Mais inesperada ainda é a citação da fonte que, supostamente, embasa o argumento: “O desenvolvimento gradual da comunicação, no sentido de adicionar camadas adicionais de mediação – palavra falada, escrita, telégrafo, telefone, internet –, é interrompido aqui, e o prospecto de uma ligação direta vir a contornar essas camadas adicionais implica não só maior velocidade, mas também maior precisão: por exemplo, quando penso em algo, não preciso traduzir esse pensamento em signos linguísticos que simplificam o significado brutalmente; meu parceiro percebe diretamente o que penso – ou, para citar Musk, ‘Se eu lhe comunicasse um conceito, você se engajaria, sobretudo, numa telepatia consensual. Sequer precisaria verbalizar, a menos que quisesse adicionar um pouco de tempero à conversa, ou algo assim… mas a conversa seria uma interação conceitual num nível difícil de conceber agora.’”[ii],[iii]

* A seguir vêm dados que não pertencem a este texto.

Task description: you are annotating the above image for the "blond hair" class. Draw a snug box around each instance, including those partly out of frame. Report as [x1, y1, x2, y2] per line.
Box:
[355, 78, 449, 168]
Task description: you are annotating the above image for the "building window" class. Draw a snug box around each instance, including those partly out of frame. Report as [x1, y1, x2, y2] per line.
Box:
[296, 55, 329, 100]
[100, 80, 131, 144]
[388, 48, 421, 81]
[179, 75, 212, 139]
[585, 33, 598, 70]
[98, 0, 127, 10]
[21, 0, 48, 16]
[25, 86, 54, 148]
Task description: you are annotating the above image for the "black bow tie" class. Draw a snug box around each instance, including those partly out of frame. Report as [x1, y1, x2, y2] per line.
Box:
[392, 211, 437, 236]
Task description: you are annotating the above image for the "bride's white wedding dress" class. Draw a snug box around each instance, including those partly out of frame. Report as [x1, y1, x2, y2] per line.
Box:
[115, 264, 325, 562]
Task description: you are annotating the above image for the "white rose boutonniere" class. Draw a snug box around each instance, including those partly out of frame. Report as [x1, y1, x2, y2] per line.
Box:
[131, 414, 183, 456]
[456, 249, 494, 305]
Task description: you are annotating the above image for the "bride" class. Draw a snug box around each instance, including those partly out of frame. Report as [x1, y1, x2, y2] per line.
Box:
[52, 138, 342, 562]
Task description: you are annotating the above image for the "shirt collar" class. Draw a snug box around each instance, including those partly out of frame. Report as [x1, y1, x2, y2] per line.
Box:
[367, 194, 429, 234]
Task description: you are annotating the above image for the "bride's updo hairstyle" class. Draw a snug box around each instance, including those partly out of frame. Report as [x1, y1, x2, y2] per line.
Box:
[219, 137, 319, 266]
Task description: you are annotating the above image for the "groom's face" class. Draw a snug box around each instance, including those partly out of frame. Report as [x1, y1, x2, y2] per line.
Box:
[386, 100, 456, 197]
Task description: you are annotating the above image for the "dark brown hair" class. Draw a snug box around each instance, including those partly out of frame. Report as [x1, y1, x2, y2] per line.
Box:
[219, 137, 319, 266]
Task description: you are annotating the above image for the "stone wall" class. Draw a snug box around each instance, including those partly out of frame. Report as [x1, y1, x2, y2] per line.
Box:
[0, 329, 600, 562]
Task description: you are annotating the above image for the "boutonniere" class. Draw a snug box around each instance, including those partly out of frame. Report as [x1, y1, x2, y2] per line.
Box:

A futurologia de ŽiŽek tropeça e desmorona ao endossar acriticamente afirmações de cunho publicitário de um bilionário megalômano e cientificamente leigo. A adesão às toscas ideias de Musk revela desinformação não só sobre os mecanismos de controle do capitalismo de vigilância, mas também sobre o estado da arte da discussão filosófica e científica do papel dos conceitos na cognição e na comunicação humanas.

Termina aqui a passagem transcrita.